It took me a while to realise that the Y-axis labels on the “Monkeys Wedding” chart (who comes up with those names??) designated wind, not rain (which has been far more relevant here in Eastern Australia than anything else, and which is the main object of the chart, given that wind is more thoroughly covered in the “Sailor’s Delight” one).
The names are related to weather. Monkeys Wedding, for example, is the term used to describe a absolutely cloudless sky in some countries. I used generic terms so that if you edit the graph, the name does not get misleading. For example, if I called it the “Rain” graph and you turned off the rain, the “Rain” name would be wrong.

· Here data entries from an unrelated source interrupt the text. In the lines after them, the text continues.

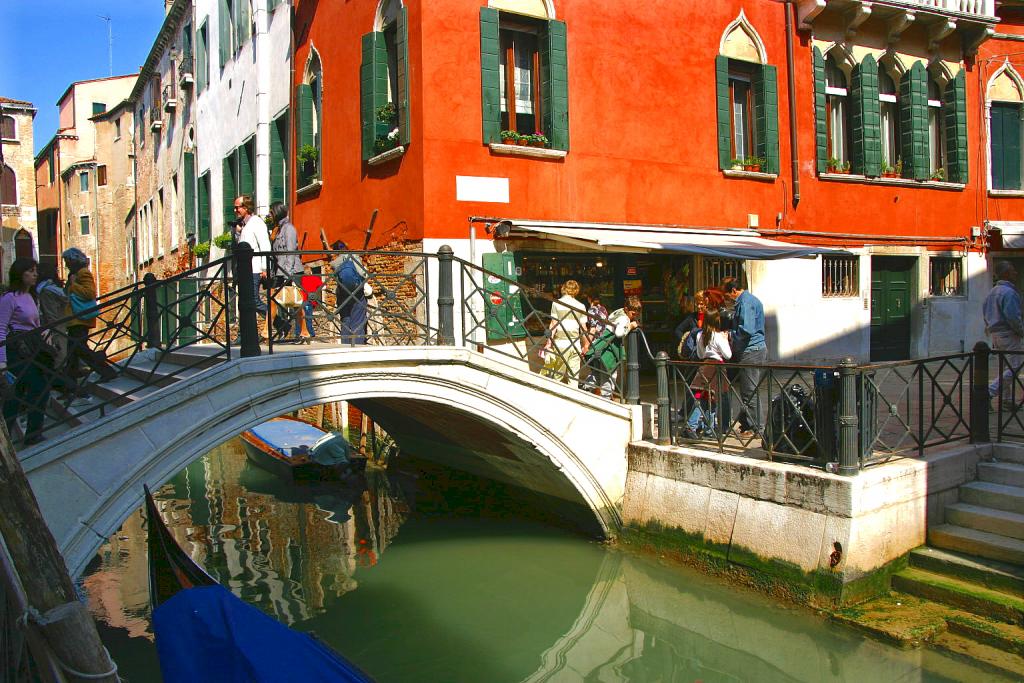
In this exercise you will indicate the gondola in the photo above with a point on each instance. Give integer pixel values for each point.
(297, 450)
(205, 633)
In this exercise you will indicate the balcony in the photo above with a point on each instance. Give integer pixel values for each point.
(973, 20)
(185, 72)
(170, 97)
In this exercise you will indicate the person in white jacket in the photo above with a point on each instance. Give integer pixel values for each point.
(252, 230)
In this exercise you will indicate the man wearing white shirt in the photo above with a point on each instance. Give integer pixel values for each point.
(252, 229)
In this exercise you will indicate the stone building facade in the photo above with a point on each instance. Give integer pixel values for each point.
(17, 187)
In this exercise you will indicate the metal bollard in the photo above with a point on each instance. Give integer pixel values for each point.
(849, 421)
(979, 394)
(632, 393)
(152, 310)
(445, 297)
(664, 399)
(246, 292)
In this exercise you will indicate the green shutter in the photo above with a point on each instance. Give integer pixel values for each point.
(865, 119)
(820, 125)
(504, 310)
(203, 197)
(244, 23)
(1005, 123)
(278, 159)
(491, 104)
(201, 57)
(913, 122)
(766, 116)
(401, 46)
(373, 88)
(722, 108)
(188, 177)
(228, 189)
(554, 85)
(954, 115)
(224, 23)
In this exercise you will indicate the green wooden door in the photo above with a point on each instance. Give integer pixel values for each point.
(891, 296)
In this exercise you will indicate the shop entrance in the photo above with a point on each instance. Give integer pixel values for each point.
(891, 287)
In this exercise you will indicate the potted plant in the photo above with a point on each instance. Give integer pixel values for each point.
(306, 158)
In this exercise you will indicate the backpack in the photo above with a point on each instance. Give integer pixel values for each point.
(687, 349)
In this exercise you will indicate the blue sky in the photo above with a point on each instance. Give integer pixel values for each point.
(46, 45)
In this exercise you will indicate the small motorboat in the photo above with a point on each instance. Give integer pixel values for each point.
(297, 450)
(205, 633)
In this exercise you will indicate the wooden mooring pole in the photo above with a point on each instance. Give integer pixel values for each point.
(64, 621)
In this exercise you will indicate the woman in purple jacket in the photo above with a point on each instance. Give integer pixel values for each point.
(18, 314)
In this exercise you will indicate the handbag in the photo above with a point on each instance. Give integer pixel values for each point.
(290, 296)
(84, 309)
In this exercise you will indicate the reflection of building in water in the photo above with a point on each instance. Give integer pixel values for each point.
(283, 547)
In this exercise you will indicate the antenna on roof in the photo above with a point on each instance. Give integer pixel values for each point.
(110, 42)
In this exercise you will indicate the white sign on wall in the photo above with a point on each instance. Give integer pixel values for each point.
(481, 188)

It is difficult to find a balance between simplicity and helpful guides. For example, if I labelled the axis “Wind”, this will add clutter to the graph but after a few days, the label becomes useless because you know that it’s the wind axis now. If I had my way, I would remove many things, like the icons in the top right of the graphs.
You can edit the graph and add the second axis.
Doesn’t work, especially for areas because if the area overlaps the axis, you cannot see the numbers because they are the same color.
Sure, I can do many cool tricks like inverting the colour if the area overlaps or having help tips (e.g., axis labels) that fade over time (both of which are on the todo list), but it’s all about time and priorities.
Sorry, didn’t mean to question your design decisions I was just curious…
That’s cool! Except… I’m a cheapo free user (bc I don’t need the premium data sources and longer range forecasts).
I didn’t think you were question my design decision. I was just answering your curiosity. It also helps when people understand how we come to decisions.